Surfer Girl: portrait of Carissa Moore
Steven W. Justice
38×70, Oil on canvas 2022
The best surfer out there is the one having the most fun. – Duke Kahanamoku
Duke also said, “Out of water, I am nothing.” A fish out of water. Duke and his five brothers had Waikiki Beach literally in their back yard and they became strong swimmers, and they surfed, and they turned the rest of the world on to that strange upright sport. When Johnny Weissmuller stood to receive his first gold medal in the 1924 Olympics, for the 100 free-style, he was struck by the fact that he was standing between Duke and Samuel Kahanamoku on the medal stand (This was Duke’s 4th Olympics in 5 Olympiads – there were no 1916 Games). The Kahanamoku’s swam for the USA, though Hawaii was not a state yet, as did Weissmuller, who no one knew was ineligible at the time, having been born in Romania. His brother was born in Chicago, and the two swapped names and birth records so that Tarzan could swim on the American team. Sound fair?

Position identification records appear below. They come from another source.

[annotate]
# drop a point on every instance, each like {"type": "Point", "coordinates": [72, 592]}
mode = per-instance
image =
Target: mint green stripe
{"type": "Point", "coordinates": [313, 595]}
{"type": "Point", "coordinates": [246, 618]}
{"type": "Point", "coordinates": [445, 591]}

Fast forward to the 2020 Olympics in Japan, where surfing appeared as an Olympic sport for the first time. The gold medal in Women’s Short-board went to an American, Carissa Moore, who is half Native Hawaiian. She here becomes a super-hero in this delayed Pearl Harbor tag-back, with water banging around in the foreground, inspired by old Japanese woodblock prints by Hiroshige & Hokusai (partly for my own self eddy-fication — sorry). To add more Wowie to the Maui, she hangs ten on a red sun that has fallen from a sky that has been psychedelicized in the style and colors of John Van Hamersveld’s iconic Endless Summer surfing poster.
I did not know what she was standing on until I was half done with the painting. Is she standing on a gold medal? No, glory’s not the only point. A globe? Too grandiose. A beach ball? She’s a surfer, not a seal. A disco ball? I’ll not even respond to that. A large pearl? Botticelli already did something like that. A 3-ball? Only the 8-ball can float. (Then why’s the sport called Pool?) The only thing that made any sense to me and suited the magnitude of Clarissa Moore’s achievement was the Rising Sun.